The increased availability of massive data sets provides a unique opportunity to discover subtle patterns in their distributions, but also imposes overwhelming computational challenges. To fully utilize the information contained in big data, we propose a two-step procedure: (i) estimate conditional quantile functions at different levels in a parallel computing environment; (ii) construct a conditional quantile regression process through projection based on these estimated quantile curves. Our general quantile regression framework covers both linear models with fixed or growing dimension and series approximation models. We prove that the proposed procedure does not sacrifice any statistical inferential accuracy provided that the number of distributed computing units and quantile levels are chosen properly. In particular, a sharp upper bound for the former and a sharp lower bound for the latter are derived to capture the minimal computational cost from a statistical perspective. As an important application, the statistical inference on conditional distribution functions is considered. Moreover, we propose computationally efficient approaches to conducting inference in the distributed estimation setting described above. Those approaches directly utilize the availability of estimators from subsamples and can be carried out at almost no additional computational cost. Simulations confirm our statistical inferential theory.

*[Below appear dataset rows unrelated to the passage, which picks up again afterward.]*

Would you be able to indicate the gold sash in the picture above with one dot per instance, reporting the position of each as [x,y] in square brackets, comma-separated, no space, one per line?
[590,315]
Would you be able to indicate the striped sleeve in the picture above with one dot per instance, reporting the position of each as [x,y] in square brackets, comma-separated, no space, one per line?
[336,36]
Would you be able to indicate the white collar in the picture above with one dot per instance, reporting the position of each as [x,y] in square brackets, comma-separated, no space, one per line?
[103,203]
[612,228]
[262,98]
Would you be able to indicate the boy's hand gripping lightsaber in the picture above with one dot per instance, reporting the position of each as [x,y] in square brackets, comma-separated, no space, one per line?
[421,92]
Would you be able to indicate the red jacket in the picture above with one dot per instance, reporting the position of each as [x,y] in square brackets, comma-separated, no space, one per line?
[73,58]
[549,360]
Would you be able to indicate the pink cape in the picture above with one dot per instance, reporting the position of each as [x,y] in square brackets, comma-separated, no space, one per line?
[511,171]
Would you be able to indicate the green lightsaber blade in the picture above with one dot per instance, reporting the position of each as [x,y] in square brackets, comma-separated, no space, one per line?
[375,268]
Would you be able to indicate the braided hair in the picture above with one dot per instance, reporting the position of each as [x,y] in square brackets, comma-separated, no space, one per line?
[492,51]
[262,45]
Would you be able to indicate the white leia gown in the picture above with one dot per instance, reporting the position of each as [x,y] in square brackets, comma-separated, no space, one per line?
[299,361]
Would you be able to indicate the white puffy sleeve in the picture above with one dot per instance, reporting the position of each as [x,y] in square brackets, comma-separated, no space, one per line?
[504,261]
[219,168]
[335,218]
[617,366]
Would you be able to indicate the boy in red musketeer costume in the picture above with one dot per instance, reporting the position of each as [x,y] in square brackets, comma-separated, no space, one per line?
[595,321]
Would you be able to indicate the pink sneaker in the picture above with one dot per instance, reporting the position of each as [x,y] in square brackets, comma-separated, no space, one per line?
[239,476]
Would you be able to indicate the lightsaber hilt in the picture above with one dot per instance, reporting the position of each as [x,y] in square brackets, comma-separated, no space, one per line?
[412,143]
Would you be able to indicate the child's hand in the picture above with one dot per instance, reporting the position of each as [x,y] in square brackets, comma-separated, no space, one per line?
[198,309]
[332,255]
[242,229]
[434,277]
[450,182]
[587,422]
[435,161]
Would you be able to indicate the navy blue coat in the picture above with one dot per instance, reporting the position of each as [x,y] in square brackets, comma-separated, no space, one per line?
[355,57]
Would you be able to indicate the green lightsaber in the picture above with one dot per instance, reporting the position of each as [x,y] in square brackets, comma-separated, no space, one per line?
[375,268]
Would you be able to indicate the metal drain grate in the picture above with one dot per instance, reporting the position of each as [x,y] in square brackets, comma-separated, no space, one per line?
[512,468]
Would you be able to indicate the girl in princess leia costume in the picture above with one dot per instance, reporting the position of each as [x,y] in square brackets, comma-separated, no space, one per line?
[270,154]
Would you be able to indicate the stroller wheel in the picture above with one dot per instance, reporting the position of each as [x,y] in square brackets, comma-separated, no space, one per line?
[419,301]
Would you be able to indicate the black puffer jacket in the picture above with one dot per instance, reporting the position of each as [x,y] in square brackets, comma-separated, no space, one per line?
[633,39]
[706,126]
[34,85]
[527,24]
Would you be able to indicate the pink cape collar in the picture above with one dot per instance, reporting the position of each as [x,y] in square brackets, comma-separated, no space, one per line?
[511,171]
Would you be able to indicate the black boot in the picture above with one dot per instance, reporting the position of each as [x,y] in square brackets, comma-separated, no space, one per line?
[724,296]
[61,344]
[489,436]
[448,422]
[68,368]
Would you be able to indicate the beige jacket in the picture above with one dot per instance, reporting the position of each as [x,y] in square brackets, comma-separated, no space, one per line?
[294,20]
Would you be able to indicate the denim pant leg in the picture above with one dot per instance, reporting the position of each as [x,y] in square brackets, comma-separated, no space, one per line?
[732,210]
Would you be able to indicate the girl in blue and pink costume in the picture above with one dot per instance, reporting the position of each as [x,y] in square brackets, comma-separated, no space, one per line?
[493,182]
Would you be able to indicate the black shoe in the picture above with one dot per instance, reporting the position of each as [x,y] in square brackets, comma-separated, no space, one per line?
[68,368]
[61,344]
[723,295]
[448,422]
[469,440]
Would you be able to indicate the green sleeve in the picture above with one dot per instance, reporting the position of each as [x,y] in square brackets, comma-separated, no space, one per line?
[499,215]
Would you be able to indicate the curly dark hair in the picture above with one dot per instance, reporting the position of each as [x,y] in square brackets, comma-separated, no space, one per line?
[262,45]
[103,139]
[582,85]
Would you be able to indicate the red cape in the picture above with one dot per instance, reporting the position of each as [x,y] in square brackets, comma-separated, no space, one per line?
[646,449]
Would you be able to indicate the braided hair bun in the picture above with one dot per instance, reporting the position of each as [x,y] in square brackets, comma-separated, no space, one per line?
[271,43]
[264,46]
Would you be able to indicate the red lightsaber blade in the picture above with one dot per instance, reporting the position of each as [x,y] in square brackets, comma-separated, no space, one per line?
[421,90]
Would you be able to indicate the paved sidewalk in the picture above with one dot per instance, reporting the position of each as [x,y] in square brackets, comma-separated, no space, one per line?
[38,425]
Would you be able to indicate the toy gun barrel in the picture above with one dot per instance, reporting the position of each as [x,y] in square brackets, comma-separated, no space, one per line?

机译:增加的大规模数据集的可用性提供了一个独特的机会,可以在其分布中发现微妙的模式,但也强烈地施加了压倒性的计算挑战。为了充分利用大数据中包含的信息,我们提出了一个两步的过程:(i)在并行计算环境中估计不同级别的条件分位数函数; (ii)通过基于这些估计的定量曲线的投影来构造条件分位数回归过程。我们的总量值回归框架涵盖了具有固定或不断增长的尺寸和串联近似模型的线性模型。我们证明了所提出的程序不会牺牲任何统计推理准确性,条件是正确选择分布式计算单元和量子水平的数量。特别地,导出前者的锋利的上限和后者的急剧下限,以捕获统计角度来捕获最小的计算成本。作为一个重要的应用,考虑了条件分布函数的统计推断。此外,我们提出了在上述分布式估计设置中对推断进行了计算的有效方法。这些方法直接利用来自子样本的估计器的可用性,并且可以几乎没有额外的计算成本进行。仿真确认了我们的统计推理理论。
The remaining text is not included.